Ой, ну вот, пожалуйста — заболталась, отвлеклась!
А продавцы на ярмарке – один другого краше. Смуглые белозубые усатые! И все не прочь поговорить – вот где раздолье моей рэчыстой натуре.
И когда тебя называют пани, к тому же делают комплимент, что ты файна як квиточка… Красива, то есть, как цветочек… И предлагают медовые соты, настоящее чудо, потому что мед на горных травах… И ты просто таешь от удовольствия, выслушивая, как хозяин ароматного товара Иван познакомился со своей женой Галей, да как потом километры выхаживал по горам, чтоб ее увидеть, да потом еще сено душистое и летняя ночь с падающими звездами… А его молодая жена звонким таким голоском возражает, отмахивается и хохочет, чернобровая, румяная, ресницы густые длиннющие и ярко фиолетовые глаза. Она хрупкая маленькая, Иван – громадный, широкий, и лохматый. Фамилия у них симпатичная – Грабик. Причем, она его называет Грабичок, а он ее – Грабичка. Галя смеялась, что Грабика домашние животные боятся, рассказывала, как однажды, когда он вышел из лесу навстречу лошади, везущей повозку, лошадь увидела его, полураздетого из-за жары, громадного, ужасного, косматого, испугалась, выпряглась и слиняла. Ивана за медведя приняла. Или за снежного человека. У лошади не спрашивали. И вот слушаешь этих двоих счастливых и откусываешь, не глядя, ароматную мякоть. И не видишь, что эти же соты с другой стороны откусывает пчела. Ты – с одной стороны кусаешь, она – с другой. И так вы обе, ты и пчела, добираетесь к середине, и потом ты откусываешь вместе с сотами и кусочек от пчелы, все еще пялясь на Грабиков, а пчела, которая ни на кого не пялится, а просто сосредоточенно возится, пчела в целях самообороны, откусывает от тебя… О! Язык немеет.

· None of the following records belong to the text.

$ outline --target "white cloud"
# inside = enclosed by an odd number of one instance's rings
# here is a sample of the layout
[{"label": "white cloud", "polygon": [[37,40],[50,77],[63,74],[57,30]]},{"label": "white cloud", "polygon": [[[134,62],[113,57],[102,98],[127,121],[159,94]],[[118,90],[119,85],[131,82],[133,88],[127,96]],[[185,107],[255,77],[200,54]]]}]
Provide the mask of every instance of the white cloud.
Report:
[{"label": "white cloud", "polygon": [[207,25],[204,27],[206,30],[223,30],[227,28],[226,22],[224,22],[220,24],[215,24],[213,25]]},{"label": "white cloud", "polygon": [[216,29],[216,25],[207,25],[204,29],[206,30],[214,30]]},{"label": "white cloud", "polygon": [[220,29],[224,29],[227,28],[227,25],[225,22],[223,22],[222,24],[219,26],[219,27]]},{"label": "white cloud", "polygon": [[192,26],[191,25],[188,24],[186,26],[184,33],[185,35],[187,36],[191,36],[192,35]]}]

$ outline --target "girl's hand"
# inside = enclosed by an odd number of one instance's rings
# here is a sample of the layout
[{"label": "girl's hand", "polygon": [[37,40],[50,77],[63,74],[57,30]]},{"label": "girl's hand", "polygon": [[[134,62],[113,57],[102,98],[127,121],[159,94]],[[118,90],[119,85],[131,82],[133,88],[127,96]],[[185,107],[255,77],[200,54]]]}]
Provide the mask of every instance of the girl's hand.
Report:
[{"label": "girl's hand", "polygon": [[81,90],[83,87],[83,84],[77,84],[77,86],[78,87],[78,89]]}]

Глаза вылезают из орбит. Усатый пасечник и его молодая жена думают, что это от восторга, а ты уже слышишь музыку небесных сфер. Или какой там репертуар слушают, когда душа тихонько выплывает из бренного тела. Попросить зеркало невозможно, чтобы посмотреть что там у тебя с твоим языком, потому что просить нечем. Можно мычать… Можно делать :У-у-у-у-у! Нет, пожалуй, У-у-у-у не получается, получается э-э-э-э-э! Ты вываливаешь язык, такая привлекательная красавица, правда, уже меньше похожа на квиточку… Гуцулы видят у тебя на языке, отдающую душу, играющую в ящик, откидывающую коньки, пчелу и все понимают, наконец.
— Плюю-у-у-й!!!! — орет гуцул Иван
— М-м-м-м! — мычу я
— З-з-з-з… - прощально поет пчела
— Йой-йой, Божечко! — всхлипывает и крестится Галя
— О, соле ми-и-и-ио! — голосом Соткилавы пылко заливается мой мобильный телефон.
Когда поет Соткилава, ой, когда поет Соткилава… О-о-о-о…Ах, знаете, когда поет великий Соткилава… Ну вот, опять отвлеклась. Когда поет Соткилава, значит мне звонят абоненты, отмеченные в моем телефонном справочнике как VIP.
Звонит Володарский, приехал из Киева с семьей в Черновцы.
— Ы-ы! – здороваюсь я, корчась от боли в языке под неустанную виртуозную брань Ивана, который бегает кругами, преследуя выплюнутую пчелу, которая почему-то передумала помирать…
— Это я, Володарский, — радостно кричит Володарский, — Мы приехали! Мы уже в Черновцах. Ты где?
— Ы-ы-ы… — тыкаю я параллельно Ивану на его прилавок с медом, где расположилась наша с ним пчела… Она гневно жужжит и, судя по ее энергичному поведению, собирает пчелиное ополчение. Наверное, она у них в улье полевой командир, эта пчела. Знаете, как это сейчас модно, чтобы везде и у всех были полевые командиры…
— Пьяная… В стельку пьяная — кому-то в сторону негромко сообщил Володарский…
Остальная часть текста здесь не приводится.